Because 75% of examination staff is geographically dispersed, it’s important to bring them together into one venue for training, Marquis said.
“On short subjects, we’ll do those via webinars, but some of the subject matter here has to do with the consistency of application, which has to be a hands-on issue where the examiners can talk to each other,” Marquis said. “The new examiners need to hear the opinions of the long-time examiners, and lessons learned are a part of it. We need to be able to talk freely about our successes, which we can’t do in public or to the press because credit union exams are confidential, and match them up with instances where we could have done better.”
Deputy Director John Kutchey added that the agency has learned from prior training conferences that experienced-based courses are the quickest way to improve the skills of new examiners.
Both general and breakout sessions will primarily be taught by NCUA staffers who have completed “train the trainer” programs, Marquis said. Employees will also complete annual training sessions required by law on such issues as ethics, diversity and disability accommodation.

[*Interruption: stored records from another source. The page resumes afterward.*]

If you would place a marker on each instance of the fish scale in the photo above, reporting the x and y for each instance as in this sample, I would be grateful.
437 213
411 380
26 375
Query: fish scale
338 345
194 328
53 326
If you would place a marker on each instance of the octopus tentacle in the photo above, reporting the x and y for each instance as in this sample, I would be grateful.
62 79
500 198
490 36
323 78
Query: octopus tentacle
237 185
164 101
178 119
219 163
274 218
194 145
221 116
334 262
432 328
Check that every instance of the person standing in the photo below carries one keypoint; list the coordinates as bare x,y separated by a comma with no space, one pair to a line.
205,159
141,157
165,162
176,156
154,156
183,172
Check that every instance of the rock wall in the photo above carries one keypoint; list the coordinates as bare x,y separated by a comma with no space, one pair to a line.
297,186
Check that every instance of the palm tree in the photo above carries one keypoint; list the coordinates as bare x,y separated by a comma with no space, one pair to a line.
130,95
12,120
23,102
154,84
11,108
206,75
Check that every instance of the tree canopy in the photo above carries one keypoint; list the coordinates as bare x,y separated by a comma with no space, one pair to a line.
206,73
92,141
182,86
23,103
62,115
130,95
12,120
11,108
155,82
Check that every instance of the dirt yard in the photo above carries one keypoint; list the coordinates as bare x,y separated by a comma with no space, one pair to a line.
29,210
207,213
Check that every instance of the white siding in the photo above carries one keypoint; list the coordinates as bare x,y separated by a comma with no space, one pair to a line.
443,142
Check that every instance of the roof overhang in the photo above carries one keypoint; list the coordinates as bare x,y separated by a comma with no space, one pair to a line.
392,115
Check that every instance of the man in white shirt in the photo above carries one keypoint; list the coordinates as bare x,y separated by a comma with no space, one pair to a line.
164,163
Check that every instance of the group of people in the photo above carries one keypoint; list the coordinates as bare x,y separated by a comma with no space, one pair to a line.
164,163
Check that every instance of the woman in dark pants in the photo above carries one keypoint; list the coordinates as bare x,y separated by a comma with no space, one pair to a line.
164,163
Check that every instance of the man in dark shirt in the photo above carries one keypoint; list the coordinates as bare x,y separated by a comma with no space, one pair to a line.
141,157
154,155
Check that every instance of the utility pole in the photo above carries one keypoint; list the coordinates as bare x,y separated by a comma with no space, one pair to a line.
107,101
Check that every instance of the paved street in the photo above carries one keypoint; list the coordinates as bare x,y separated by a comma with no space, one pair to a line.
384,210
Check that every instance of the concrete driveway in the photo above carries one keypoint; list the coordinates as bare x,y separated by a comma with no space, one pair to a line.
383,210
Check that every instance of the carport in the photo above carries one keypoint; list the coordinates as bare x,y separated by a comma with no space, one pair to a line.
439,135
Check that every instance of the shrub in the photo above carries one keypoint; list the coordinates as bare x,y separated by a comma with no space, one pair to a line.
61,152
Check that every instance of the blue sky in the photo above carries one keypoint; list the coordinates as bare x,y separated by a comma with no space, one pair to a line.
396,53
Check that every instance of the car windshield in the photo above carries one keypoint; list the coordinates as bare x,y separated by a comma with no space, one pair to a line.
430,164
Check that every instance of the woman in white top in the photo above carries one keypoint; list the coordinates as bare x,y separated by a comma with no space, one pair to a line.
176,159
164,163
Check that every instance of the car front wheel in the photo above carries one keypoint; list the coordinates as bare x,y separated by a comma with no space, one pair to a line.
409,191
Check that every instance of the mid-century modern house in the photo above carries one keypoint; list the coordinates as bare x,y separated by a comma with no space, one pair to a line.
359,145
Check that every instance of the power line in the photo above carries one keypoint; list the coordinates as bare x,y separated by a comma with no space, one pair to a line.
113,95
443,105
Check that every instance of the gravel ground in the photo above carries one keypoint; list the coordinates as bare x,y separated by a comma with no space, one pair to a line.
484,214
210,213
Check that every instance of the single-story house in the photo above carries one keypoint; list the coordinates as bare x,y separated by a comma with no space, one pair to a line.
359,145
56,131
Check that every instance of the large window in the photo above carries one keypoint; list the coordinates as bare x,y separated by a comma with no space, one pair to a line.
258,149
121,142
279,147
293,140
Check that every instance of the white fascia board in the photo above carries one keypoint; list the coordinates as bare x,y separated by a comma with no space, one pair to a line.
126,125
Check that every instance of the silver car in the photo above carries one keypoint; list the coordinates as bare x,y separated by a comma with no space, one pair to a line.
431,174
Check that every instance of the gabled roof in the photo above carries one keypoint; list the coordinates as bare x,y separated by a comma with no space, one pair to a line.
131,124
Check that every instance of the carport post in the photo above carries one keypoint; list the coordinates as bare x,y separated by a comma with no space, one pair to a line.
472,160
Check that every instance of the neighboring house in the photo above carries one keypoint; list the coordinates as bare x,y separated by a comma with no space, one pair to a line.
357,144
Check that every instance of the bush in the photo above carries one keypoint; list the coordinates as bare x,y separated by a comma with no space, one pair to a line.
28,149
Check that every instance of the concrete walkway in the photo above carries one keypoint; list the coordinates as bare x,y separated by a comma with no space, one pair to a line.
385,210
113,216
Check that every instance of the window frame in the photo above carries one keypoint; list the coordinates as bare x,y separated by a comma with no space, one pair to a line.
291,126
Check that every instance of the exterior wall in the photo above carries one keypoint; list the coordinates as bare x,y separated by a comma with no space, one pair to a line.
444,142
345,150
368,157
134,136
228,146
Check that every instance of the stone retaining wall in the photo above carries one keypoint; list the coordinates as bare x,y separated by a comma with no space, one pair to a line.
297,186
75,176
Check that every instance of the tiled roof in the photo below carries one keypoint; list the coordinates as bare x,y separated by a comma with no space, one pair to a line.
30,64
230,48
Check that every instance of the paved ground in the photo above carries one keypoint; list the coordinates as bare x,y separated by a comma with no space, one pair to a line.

Additionally, IT staff will perform security upgrades on examiner laptops.
The event will save NCUA $128 per person, per day, for a total of more than $200,000 as compared to having the event in Washington, thanks to lower hotel costs and per diems, Marquis said. That figure includes the cost to fly Washington-based staff to Orlando. The venue, the BuenaVista Palace Hotel in Lake Buena Vista, is providing free meeting room space in exchange for all the hotel room business, which the Executive Director said he didn’t figure into the cost savings.
“We had to find a space with lots of classrooms we could keep the class sizes small,” he said.